Parents of cerebral palsy sufferers have blasted the NHS for refusing to pay for life-changing surgery for their children.

In the past, youngsters with the condition had faced a postcode lottery getting a procedure called selective dorsal rhizotomy in which problem spinal nerves are destroyed on the NHS.

But it’s claimed funding for the operation has dried up completely. That’s despite the National Institute of Clinical Excellence stating the operation can dramatically improve quality of life.

It means families face having to cough up £40,000 to pay for surgery privately.

Mike and Sue Knowles, of Blackpool, are one of many couples battling to raise money to pay for their child to have the operation.

The couple’s four-year-old son Joe has learnt to stand with a walking frame. But without surgery his parents fear he will never be able to walk unaided or ride a bike.

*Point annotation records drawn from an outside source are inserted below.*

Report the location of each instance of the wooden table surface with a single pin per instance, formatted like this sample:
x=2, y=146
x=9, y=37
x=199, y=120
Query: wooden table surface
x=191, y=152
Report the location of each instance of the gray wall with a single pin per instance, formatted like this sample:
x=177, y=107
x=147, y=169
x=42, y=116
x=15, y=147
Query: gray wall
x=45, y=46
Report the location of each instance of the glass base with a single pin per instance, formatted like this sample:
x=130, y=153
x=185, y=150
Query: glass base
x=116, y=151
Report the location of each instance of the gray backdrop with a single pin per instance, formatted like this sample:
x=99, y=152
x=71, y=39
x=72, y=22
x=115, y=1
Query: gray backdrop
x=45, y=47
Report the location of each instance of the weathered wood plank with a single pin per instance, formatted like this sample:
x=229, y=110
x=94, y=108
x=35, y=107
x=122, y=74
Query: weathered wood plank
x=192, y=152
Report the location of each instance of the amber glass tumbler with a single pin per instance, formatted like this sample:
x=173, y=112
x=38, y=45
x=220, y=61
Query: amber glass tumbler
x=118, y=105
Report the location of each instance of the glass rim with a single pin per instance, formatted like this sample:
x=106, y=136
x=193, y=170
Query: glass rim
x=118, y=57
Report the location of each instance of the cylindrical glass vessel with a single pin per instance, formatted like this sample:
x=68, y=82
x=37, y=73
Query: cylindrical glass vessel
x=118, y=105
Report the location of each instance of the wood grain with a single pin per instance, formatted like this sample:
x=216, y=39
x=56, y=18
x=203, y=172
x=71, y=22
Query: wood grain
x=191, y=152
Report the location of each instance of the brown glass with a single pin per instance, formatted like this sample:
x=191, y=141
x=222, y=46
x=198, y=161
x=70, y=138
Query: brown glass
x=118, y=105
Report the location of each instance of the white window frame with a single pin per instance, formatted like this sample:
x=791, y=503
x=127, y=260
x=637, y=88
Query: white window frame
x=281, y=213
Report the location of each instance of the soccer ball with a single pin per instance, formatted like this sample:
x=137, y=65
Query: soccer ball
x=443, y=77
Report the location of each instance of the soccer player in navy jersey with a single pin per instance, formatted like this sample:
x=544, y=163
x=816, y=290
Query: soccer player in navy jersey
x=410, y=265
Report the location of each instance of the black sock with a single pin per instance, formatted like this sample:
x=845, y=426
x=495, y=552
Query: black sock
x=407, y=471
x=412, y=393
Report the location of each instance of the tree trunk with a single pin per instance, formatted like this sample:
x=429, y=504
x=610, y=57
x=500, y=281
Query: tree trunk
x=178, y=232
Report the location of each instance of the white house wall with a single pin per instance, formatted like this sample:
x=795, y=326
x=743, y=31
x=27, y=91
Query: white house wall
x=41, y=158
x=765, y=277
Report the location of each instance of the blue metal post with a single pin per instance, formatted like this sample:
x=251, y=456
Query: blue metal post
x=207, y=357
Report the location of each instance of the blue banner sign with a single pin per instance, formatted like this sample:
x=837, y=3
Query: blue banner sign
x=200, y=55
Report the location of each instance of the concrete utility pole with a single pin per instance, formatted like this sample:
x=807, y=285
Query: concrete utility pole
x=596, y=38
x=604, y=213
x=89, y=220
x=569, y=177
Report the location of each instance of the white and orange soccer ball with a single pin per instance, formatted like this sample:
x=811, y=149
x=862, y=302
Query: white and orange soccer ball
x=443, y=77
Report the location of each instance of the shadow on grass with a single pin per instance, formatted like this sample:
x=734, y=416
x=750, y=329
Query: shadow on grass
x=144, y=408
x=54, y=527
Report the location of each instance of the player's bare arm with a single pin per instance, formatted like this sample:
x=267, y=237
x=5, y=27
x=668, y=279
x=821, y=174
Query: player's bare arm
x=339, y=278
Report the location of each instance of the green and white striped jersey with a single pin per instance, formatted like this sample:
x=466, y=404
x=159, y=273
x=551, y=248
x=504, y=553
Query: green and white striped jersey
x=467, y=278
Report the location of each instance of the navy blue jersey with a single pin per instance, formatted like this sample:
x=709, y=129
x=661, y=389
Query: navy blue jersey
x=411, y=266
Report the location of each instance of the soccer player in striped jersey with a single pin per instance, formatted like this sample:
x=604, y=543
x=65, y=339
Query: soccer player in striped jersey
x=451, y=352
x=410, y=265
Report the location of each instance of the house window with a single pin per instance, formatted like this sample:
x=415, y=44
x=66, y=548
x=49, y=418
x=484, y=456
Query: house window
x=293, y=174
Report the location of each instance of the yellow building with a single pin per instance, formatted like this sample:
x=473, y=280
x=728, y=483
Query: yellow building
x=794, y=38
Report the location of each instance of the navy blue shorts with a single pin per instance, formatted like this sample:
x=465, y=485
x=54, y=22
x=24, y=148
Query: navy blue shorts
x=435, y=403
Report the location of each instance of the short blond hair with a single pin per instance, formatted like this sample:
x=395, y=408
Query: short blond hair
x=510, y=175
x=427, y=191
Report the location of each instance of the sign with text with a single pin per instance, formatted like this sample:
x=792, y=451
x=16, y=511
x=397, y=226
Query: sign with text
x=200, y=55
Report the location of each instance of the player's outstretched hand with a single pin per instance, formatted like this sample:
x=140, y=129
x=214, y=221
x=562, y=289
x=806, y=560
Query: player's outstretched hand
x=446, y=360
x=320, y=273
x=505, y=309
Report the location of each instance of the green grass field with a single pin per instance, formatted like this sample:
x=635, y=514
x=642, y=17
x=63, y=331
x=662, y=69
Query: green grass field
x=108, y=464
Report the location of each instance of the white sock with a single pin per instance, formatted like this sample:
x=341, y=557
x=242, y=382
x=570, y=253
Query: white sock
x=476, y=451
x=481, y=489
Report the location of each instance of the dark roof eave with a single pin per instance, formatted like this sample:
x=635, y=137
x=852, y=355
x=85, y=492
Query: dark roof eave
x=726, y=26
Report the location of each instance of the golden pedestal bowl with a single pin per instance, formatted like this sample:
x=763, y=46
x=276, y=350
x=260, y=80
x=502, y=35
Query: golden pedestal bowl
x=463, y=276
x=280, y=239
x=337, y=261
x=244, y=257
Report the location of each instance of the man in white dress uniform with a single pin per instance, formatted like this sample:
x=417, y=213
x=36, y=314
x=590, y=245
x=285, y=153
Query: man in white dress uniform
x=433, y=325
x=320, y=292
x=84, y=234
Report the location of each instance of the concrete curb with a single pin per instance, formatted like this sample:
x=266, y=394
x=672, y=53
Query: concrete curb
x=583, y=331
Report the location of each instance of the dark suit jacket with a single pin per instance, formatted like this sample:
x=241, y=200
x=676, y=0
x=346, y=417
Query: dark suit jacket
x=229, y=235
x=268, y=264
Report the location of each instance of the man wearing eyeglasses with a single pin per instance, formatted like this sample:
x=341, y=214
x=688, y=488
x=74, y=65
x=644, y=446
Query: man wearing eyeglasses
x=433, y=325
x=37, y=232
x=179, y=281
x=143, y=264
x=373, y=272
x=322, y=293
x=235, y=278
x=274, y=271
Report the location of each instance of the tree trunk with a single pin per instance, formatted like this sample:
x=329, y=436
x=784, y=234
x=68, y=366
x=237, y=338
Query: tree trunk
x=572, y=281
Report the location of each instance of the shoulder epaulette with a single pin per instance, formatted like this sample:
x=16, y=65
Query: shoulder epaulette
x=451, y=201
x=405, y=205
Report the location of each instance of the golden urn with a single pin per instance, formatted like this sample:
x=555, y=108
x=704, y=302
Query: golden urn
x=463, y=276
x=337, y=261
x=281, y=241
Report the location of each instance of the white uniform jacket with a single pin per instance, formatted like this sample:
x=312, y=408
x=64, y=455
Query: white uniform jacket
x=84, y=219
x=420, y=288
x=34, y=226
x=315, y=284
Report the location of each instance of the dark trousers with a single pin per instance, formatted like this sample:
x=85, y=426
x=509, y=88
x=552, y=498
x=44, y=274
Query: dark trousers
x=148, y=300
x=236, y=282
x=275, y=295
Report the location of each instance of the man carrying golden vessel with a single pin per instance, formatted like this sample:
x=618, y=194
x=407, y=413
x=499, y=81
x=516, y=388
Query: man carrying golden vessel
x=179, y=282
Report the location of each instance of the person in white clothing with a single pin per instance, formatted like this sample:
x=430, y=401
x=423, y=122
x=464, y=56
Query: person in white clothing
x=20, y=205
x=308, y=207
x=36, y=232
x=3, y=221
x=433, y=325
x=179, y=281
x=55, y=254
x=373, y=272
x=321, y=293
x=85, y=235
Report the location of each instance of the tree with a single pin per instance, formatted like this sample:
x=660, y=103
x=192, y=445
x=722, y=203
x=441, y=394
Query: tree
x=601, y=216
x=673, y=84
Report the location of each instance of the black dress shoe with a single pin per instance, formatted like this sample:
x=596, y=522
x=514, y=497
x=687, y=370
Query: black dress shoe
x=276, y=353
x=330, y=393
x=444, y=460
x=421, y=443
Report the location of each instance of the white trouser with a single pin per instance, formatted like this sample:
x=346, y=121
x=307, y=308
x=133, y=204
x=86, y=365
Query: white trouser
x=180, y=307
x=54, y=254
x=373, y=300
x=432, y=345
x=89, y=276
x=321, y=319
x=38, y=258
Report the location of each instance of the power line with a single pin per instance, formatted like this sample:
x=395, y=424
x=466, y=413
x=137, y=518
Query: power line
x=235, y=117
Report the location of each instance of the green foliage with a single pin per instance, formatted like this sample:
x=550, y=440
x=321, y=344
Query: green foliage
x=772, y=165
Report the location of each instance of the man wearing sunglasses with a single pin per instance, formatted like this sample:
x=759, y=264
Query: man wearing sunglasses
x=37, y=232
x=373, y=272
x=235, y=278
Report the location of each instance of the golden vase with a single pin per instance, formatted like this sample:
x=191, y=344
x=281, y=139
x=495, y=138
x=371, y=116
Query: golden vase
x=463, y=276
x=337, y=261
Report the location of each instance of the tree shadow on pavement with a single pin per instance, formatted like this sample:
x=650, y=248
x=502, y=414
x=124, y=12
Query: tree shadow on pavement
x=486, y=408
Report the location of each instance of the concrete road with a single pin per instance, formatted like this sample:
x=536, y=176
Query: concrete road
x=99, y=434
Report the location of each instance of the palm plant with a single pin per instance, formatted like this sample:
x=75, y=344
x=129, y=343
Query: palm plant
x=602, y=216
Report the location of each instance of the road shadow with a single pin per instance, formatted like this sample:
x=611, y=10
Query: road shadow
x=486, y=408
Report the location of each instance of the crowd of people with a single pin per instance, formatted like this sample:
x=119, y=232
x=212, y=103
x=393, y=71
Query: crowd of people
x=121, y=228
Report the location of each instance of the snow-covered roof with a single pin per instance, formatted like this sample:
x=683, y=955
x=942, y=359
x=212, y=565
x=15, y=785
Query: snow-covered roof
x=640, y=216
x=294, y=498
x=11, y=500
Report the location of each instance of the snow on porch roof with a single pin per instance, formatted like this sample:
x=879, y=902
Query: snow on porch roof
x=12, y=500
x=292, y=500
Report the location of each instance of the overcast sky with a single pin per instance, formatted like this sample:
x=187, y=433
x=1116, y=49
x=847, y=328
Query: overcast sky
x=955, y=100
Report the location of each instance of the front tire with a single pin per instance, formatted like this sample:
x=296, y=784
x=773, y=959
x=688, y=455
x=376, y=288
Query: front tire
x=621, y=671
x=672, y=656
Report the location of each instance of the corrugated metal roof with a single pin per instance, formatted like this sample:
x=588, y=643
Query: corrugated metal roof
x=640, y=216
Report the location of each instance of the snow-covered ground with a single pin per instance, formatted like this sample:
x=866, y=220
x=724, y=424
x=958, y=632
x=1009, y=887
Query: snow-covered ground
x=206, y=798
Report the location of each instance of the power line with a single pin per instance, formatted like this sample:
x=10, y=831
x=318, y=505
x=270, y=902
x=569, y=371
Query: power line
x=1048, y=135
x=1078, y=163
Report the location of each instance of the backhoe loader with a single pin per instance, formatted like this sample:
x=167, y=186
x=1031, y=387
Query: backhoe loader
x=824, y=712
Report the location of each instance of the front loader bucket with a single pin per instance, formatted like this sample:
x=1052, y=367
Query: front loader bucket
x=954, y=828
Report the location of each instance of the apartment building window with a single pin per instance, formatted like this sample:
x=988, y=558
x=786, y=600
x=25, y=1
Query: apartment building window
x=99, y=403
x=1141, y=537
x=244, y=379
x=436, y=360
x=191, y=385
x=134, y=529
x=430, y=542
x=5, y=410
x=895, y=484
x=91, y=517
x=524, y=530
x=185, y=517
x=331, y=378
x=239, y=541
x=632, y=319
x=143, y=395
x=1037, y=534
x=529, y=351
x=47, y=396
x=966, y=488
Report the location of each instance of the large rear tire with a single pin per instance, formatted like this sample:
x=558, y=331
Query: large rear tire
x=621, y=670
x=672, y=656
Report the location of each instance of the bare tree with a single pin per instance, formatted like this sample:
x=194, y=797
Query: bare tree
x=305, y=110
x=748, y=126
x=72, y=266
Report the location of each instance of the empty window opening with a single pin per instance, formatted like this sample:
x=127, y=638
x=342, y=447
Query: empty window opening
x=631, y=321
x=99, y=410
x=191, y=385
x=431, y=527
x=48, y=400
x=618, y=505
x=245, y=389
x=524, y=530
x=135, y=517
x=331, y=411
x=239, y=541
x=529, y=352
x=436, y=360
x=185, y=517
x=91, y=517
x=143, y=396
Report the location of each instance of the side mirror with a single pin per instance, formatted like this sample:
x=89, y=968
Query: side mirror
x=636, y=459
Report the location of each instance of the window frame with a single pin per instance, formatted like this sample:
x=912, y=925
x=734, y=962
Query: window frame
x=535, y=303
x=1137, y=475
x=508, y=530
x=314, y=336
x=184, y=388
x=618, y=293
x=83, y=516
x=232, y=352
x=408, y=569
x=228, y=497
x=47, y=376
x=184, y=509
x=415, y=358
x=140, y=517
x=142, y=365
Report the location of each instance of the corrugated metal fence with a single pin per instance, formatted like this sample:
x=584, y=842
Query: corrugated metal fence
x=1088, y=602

Mike, 37, said: “This surgery would give Joe a chance at having a normal life. It would be life-changing. But we’ve been told the NHS isn’t funding it.

“Having worked hard all of our working lives, for a lot of that time having two jobs and paying everything that was asked into the tax and national insurance systems, it has come as a kick in the teeth.

“The bottom line is our innocent four-year-old is being denied an operation to help him walk.”

The couple are now lodging an appeal with the NHS in the hope of getting the decision overturned.

One in every 400 children in the UK has cerebral palsy, which can be caused by damage to the brain. It’s estimated around a third of those could lead a normal life if they undergo the SDR procedure.

Jo Davis’s daughter Holly, 8, was diagnosed with cerebral palsy as a toddler and underwent surgery in the US three years ago. Jo is now part of a campaign group, Support4SDR, currently lobbying MPs to get SDR available free on the NHS in England.

She said: “We were making headway with getting primary care trusts to look into funding the op, and some had started to do it. But now it is not offered on the NHS anywhere.

“If a child needs something done to help their health, it should be done on the NHS. It’s amazing the difference it can make, but also the money it saves the NHS in the long run.”

SDR, which has been performed for 25 years in the USA, has been carried out in the UK since 2010 by surgeons in Leeds, Liverpool, London, Bristol and Nottingham. The procedure involves isolating the nerves and destroying them.

A spokesman for NHS England Lancashire said: “We sympathise with the family in this case. However SDR is not routinely funded by the NHS as the evidence base does not yet demonstrate sufficient clinical and cost effectiveness.”

He added that it had been identified as showing significant “promise” as a potential treatment option for the future.